As an analytics agency, we love providing self-service analytics tools for our customers. The idea that business users can explore not only the dashboards we’ve prepared, but the entire dataset as well, is very powerful. But business users often struggle with getting started with self-service analytics.
In this post, we’ll illustrate the typical problem with the common Entity-Relationship data model in self-service, and discuss how to improve the self-service experience by using different data modeling techniques.
Imagine we have a typical dataset fetched from Google Analytics. We have information about Users and their Events. Usually we’ll have two tables for this kind of data: Users and Events.
Sample user dataset:
Sample events dataset:
For self-service needs, we usually link the EVENTS table and USER table by primary-foreign keys, and get some USER attributes available from the EVENTS table.

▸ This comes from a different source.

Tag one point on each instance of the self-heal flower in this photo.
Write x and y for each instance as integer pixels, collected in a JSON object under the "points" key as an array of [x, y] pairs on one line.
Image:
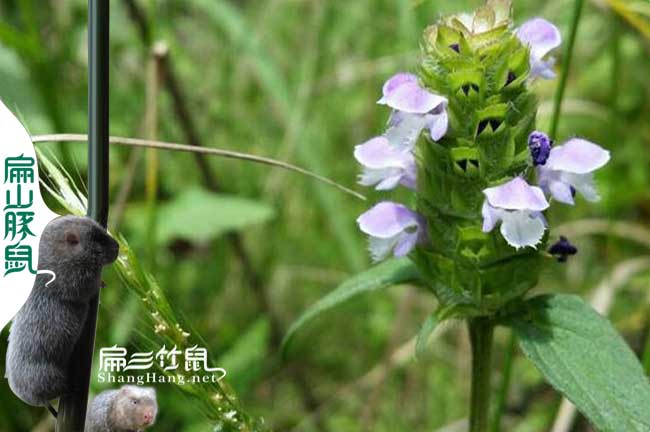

This approach seemed reasonable, at least until the day when one of our customers asked to plot DAU (daily active users) for some management meeting.
“You can do it in self-service”, – we said. “Just go to the EVENTS table and count the number of distinct users by days”.
“But”, - the business user said, “If I want to plot Daily Active USERS, why should I go to the EVENTS table? I really don’t get it!”
And here’s the real blocker for self-service analytics development in the company – what might be obvious to engineers, isn’t necessarily obvious for core business users.
So we decided to find a data model which suits self-service needs better than the classic Entity-Relationship model.
After some exploration of data modeling techniques, we ran into the Minimal Modeling approach, which dissects the database into Anchors (the main nouns of the domain), Links between the Anchors, and Attributes.
One of the requirements of Minimal Modeling is to have a Link table separated from the Anchors tables.
So after remodeling our dataset, we get:
-
Anchor tables (USER and EVENT)
-
And a separate link table
This link table contains two id’s: user_id
and event_id
and a timestamp, when the event was made.
And here comes the trick: if we use this link table as the main table for self-service analytics, we can link both USER and EVENTS table to it.
So USER and EVENTS table will share the same rank in the Summarize sidebar.
So if a business user needs to plot Daily Active Users metric, he doesn’t have to guess where he should go: to the USERS table or to the EVENTS table. He goes to the link table, as an entry point.
Daily Active Users, built using a link table:
And the metrics for both USERS and EVENTS can be defined using only one link table. This idea of having one wide link table can be extended: if we have ORDERS, TRANSACTIONS and other domain anchors, they also can be linked together in the single link table, so it becomes a single point-of-entry for the self-service needs.